Vevo is taking a stab at a new way to watch music videos with friends, with the launch of a new social-viewing feature called Watch Party. The feature allows users to watch music videos simultaneously with other users on their own computer. Last week, Google, which owns a stake in Vevo via YouTube’s investment, has also jumped on the social video trend with the release of Uptime.
Watch Party can function as a collaborative real-time playlist, where users vote on which music video plays next. A Watch Party can be joined by an unlimited number of users who can chat in real time as they watch the music video.
A user can also decide to launch a Watch Party in host mode; essentially stepping into the position of DJ while the audience listens, watches and chats.

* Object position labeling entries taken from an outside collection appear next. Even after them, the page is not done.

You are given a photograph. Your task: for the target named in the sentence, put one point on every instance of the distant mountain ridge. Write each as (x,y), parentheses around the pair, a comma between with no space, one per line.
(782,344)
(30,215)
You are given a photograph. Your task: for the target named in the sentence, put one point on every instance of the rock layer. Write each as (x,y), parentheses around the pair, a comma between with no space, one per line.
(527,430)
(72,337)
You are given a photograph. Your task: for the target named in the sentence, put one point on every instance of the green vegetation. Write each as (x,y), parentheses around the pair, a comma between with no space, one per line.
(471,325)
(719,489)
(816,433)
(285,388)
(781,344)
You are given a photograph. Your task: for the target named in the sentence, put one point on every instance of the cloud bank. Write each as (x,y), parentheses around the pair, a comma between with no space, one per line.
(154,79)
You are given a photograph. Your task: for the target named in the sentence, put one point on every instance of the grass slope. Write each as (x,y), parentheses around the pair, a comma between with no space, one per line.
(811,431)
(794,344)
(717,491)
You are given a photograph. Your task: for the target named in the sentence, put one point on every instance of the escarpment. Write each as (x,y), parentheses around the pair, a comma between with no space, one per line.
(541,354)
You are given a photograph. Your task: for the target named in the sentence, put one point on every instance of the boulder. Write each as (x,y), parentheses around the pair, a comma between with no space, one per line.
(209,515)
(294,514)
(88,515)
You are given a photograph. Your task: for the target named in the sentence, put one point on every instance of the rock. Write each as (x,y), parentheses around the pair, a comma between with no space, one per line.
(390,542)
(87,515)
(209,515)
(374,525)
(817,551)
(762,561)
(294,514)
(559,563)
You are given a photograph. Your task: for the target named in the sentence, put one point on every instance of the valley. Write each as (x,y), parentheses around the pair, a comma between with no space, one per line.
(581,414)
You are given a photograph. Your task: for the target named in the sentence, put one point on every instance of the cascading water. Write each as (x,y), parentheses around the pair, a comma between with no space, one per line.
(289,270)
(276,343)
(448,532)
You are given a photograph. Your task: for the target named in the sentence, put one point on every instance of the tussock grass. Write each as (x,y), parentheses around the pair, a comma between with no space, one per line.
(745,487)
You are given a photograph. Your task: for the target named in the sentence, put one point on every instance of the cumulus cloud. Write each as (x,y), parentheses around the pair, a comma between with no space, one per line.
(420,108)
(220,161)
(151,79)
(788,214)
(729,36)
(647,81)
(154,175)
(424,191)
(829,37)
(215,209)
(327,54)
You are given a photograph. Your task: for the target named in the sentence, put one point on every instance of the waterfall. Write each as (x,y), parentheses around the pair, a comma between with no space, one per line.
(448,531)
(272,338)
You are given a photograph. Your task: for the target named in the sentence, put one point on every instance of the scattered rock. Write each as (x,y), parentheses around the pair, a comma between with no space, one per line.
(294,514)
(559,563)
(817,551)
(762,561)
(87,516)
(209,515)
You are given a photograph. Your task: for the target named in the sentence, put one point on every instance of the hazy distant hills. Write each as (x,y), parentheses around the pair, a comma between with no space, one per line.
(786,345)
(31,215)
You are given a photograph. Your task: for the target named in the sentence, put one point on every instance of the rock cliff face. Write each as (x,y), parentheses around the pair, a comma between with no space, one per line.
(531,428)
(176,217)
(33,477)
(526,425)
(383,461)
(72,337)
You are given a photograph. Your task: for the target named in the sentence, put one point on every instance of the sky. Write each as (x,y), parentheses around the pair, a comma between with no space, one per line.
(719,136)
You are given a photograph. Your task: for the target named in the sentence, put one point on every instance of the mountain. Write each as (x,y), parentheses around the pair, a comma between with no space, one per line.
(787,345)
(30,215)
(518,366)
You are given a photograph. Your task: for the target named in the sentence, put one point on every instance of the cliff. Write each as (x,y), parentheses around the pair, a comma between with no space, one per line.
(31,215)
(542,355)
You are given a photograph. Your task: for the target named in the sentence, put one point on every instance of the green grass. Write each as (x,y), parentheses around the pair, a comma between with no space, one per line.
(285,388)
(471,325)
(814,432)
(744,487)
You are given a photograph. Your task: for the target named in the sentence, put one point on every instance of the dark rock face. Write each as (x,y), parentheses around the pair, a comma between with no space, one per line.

This isn’t the first time companies have tried to make online music a more sociable experience. Turntable.fm, a collaborative music streaming service that let users listen to songs in thematic chat rooms, launched in 2011, but shut down in 2013 after struggling to monetize its service. However, the key difference, other than the addition of videos, is Vevo’s proven business model, which Turntable.fm was desperately lacking.
Vevo announced the launch at SXSW in Austin, Texas, where the company also revealed an improved iPhone app, which puts a larger emphasis on playlists and favorites as a way to personalize music discovery.
The new iOS app will launch by mid-April, while Watch Party will become available on the web in late March.